Анатолий Бергер - Продрогшие созвездия
Этап из Красноярска продолжался всего сутки. Но для меня он тянулся бесконечно, да я и не знал тогда, сколько он продлится. Особенно в этот раз раздражали проверки, которыми одолевал конвой каждые несколько часов. Когда среди ночи они опять ворвались в камеру, стали дубасить сапогами по нарам, по полу, косить прямо в глаза ярким жестоким фонарем, я не выдержал. «Вы палачи, вы пытаете, как фашисты. Ничего не положено — просто издевательство. Куда я денусь из этой клетки? Просто ведёте себя, как фашисты». Солдаты — здоровые, высокие парни во главе с сержантом, который очень походил на былинного богатыря — пошипели на меня: «Ладно, говорите вы много, всё по закону» — и ушли дальше, и я слышал их топот и стук в других клетках. Но утром сержант заявился к моей клетке. «Что же вы, гражданин, нас фашистами назвали, палачами. Какие мы палачи?» Его добродушное лицо Добрыни выражало огорчение, но говорил он с некоторой ядовитостью. «Вы-то сами день рождения Гитлера отмечали, а нас же ещё фашистами ругаете». «Я не отмечал, посмотрите в деле внимательно». «Да мы посмотрели». «Нет, уж посмотрите как следует, я за свои стихи здесь». Сержант ушёл. Однако в следующий раз, проходя, он оглянулся, посмотрел на меня внимательно, а через несколько минут, опять проходя, остановился. «Ну что, гражданин, скоро на место». «Да, видно, так. А куда везут, не знаете?» «Сейчас схожу, посмотрю». Он ушёл и вскоре появился вновь. «В Курагинский район». «Спасибо вам». Я крикнул по вагону — что за район, Курагинский? «Да хороший, — послышались голоса, — не холодно и работа всякая есть». А поезд шёл всё дальше, всё больше углубляясь в Сибирь, в которой предстояло пробыть без малого два года. Потом на остановке привели в вагон хакаса, он, по его словам, ударил кнутом пастуха за какую-то обиду, и теперь ему грозила 206 статья, года два срока. Размашистый разлёт скул, широкие глаза, крутая посадка плеч — так вот они каковы, хакасы, исконные сибирские жители! И впервые за весь этап ко мне в клетку вдруг подсадили политического — это был украинец из 19-го лагеря, я его там видел издали, а знакомы не были. В клетке этапной и познакомились. Срок у него — 6 лет лагеря и 5 ссылки, и туда же, в Курагинский. Это меня обрадовало, не одному лихо мыкать первое время (а позже я ждал в ссылку жену).

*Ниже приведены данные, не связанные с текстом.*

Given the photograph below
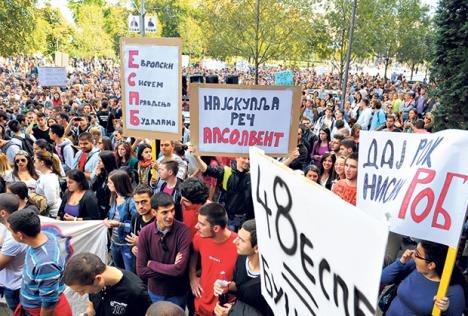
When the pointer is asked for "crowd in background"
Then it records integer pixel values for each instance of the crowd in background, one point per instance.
(181, 227)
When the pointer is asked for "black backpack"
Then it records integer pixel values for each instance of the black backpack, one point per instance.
(26, 144)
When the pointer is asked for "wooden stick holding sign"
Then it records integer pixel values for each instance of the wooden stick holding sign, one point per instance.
(445, 279)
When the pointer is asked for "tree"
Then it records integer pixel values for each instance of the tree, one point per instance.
(256, 30)
(450, 64)
(91, 36)
(16, 19)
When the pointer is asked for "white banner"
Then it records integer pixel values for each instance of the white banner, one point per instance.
(151, 77)
(418, 181)
(77, 237)
(228, 119)
(319, 254)
(52, 76)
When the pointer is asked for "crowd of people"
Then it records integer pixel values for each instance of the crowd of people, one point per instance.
(181, 227)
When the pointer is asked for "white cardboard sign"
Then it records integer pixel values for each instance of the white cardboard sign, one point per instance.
(418, 181)
(319, 254)
(228, 119)
(52, 76)
(151, 78)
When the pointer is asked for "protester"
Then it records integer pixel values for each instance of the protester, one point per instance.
(87, 158)
(48, 183)
(42, 279)
(347, 188)
(418, 274)
(12, 254)
(164, 253)
(78, 202)
(106, 164)
(121, 211)
(142, 199)
(23, 170)
(236, 193)
(246, 282)
(111, 291)
(214, 245)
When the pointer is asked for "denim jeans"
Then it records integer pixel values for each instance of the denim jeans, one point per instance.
(11, 297)
(123, 257)
(178, 300)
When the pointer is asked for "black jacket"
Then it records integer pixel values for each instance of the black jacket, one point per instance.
(237, 197)
(88, 206)
(176, 196)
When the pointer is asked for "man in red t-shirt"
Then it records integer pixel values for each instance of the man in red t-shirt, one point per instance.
(214, 243)
(194, 195)
(347, 188)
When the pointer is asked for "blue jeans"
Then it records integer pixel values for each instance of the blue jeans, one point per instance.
(123, 257)
(11, 297)
(178, 300)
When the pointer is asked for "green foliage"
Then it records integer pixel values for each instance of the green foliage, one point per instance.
(16, 25)
(91, 37)
(231, 29)
(450, 64)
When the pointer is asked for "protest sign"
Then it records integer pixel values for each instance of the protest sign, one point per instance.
(151, 23)
(151, 85)
(227, 119)
(133, 23)
(52, 76)
(284, 78)
(418, 181)
(78, 237)
(319, 255)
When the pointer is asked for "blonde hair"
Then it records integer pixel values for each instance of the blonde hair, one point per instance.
(4, 165)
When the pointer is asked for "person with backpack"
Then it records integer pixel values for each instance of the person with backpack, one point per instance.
(18, 141)
(63, 146)
(119, 219)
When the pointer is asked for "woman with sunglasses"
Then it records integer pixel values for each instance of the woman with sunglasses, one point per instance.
(23, 170)
(48, 183)
(121, 211)
(418, 274)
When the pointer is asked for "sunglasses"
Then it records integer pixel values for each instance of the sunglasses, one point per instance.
(163, 244)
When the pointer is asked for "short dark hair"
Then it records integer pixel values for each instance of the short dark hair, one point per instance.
(353, 156)
(82, 269)
(86, 135)
(215, 214)
(57, 130)
(349, 143)
(14, 126)
(194, 190)
(142, 189)
(8, 202)
(164, 308)
(19, 188)
(161, 199)
(251, 227)
(78, 176)
(171, 165)
(25, 221)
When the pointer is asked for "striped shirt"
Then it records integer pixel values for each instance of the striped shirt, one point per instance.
(42, 275)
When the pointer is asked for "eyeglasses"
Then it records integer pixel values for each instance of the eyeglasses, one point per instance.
(163, 243)
(422, 258)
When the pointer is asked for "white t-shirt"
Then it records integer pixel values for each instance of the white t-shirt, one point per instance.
(10, 276)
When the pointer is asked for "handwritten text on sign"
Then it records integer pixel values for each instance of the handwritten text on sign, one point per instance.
(320, 240)
(151, 78)
(419, 181)
(232, 119)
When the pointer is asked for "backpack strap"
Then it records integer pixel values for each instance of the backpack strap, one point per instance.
(227, 174)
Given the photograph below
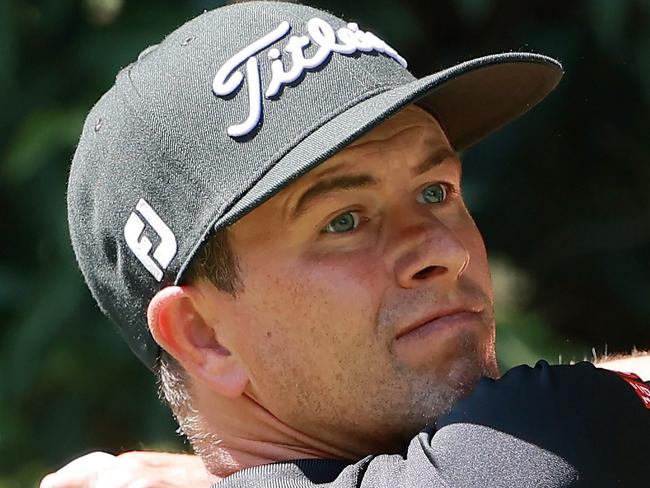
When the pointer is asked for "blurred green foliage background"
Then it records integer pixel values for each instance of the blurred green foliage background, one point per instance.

И вот остановка, нас выгружают. Газик уже ждёт нас, тоже клетка на колёсах. Я ещё сдуру поздоровался с местными ментами. Мне, конечно, не ответили. И затрясся газик по камням и колдобинам Курагинским. Повезли нас в КПЗ. Камера, как коридор, без окон, дыра вентиляции дрожит в стене. По стене нары, в углу параша. Да три зэка по хулиганке — местные. Один на старуху-соседку вилку поднял, когда пришла учить его уму-разуму пьяного в дым, другой бичевал, третий — пацанёнок лет семи — грабил ларьки на предмет поедания конфет и пития лимонада. Его назавтра и выпустили. С другими двумя мы жили мирно. Целых четыре дня — с 29 апреля по 3 мая — нас держали в этой тёмной норе. Менты вели себя по-разному. Один издевался открыто, орал в кормушку: «Убивать вас надо, политиков сраных, возжаются с вами, лимонятся. Я бы вас вывез в лес и расстрелял на х…» В другой раз он орал: «Гитлер был молодец, правда? — Ты, лысый (это ко мне). Молодец, я его всего одобряю, так и надо, под корень всю нечисть». Он особенно лютовал по утрам, сгонял с параши, злобно ругался.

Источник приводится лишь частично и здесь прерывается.